If it does persist in one body site, does it have a different mechanism of how it sticks around there?
Like all these nuances of how it's sticking around, we need further research.
Mohamed Abdel-Mosin at the Wistar Institute says scientists now need to draw a clear line
from viral reservoirs to the long COVID symptoms.
He says it's possible
the body's immune response to the virus or parts of the virus is behind some symptoms.
A chronic reaction to something could lead to immune dysfunction and inflammation. Anything
happened in a long period of time can cause our immune system to be, quote, exhausted and
dysfunctional. Now, there are many theories about what's contributing to long COVID.
For example, Abdul Mohsen wants to know if viral reservoirs in the gut
are responsible for bacteria and fungi leaking into the bloodstream.

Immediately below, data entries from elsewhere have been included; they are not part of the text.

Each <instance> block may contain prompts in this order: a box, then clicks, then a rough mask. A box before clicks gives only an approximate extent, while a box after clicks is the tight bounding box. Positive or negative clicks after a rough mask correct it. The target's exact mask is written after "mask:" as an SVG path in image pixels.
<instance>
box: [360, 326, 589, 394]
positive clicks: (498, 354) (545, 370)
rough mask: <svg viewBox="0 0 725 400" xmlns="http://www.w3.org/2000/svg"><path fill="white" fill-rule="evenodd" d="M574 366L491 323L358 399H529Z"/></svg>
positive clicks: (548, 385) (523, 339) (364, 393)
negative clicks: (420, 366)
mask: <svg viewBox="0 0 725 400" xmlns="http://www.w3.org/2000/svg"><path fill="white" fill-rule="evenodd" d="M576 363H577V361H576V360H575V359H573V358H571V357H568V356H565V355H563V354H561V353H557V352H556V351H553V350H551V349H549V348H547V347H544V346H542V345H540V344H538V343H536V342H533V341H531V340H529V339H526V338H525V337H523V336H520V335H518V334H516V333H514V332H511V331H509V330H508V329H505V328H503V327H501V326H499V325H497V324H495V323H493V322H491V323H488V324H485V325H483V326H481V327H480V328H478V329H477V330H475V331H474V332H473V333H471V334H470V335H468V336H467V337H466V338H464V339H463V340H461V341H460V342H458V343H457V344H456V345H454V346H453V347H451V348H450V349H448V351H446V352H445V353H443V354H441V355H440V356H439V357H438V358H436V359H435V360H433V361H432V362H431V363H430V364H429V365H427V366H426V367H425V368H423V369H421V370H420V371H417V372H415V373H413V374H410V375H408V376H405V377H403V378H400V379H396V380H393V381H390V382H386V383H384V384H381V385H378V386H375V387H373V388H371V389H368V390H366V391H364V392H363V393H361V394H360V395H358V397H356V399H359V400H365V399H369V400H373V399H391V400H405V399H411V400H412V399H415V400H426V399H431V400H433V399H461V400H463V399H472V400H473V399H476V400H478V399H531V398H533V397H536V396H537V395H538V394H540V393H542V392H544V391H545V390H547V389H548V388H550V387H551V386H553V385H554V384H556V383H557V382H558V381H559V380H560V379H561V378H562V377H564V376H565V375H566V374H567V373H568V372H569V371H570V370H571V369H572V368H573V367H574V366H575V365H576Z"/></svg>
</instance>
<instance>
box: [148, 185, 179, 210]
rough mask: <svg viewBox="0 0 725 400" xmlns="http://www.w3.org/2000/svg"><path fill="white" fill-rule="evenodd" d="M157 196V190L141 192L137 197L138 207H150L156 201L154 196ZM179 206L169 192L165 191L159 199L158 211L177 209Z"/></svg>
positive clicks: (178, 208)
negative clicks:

Scientists are also looking at the role of autoimmunity,
or damaged tissue, or tiny blood clots.
The list goes on.
Abdul Mohsen says it's important to realize that
some of these theories are not mutually exclusive. Each one of them could happen independently and
can lead to a problem to our immune system, but they can all lead to each other. Figuring out
which treatments work for long COVID can also help untangle what's going on here. There's keen
interest in using antivirals like the COVID drug Paxlovid because it might help extinguish any residual virus.
A trial at Stanford expects to have results on that later this year.
But some people aren't waiting for that data.
I did see some dramatic benefit.
Scott LaDuke has dealt with long COVID since early in the pandemic.
About three months ago, he found a doctor who was willing to prescribe him Paxlovid for 15 days.
All of a sudden, I was able to go for longer walks.
I was starting to push myself a little bit.
I was actually starting to introduce some light jogging.
After struggling for so long, he says it was euphoric.
It truly felt well that I was almost back to my previous self.
It didn't entirely last, though.
Within a few weeks, LeDuc found himself backsliding.
But he says the medication
did give him a new, improved baseline. And it also gave him something else, a bit of hope.
That was NPR's Will Stone. Earlier in this episode,
you heard reporting from LAist reporter Jackie Fortier.
It's Consider This from NPR. I'm Juana Summers.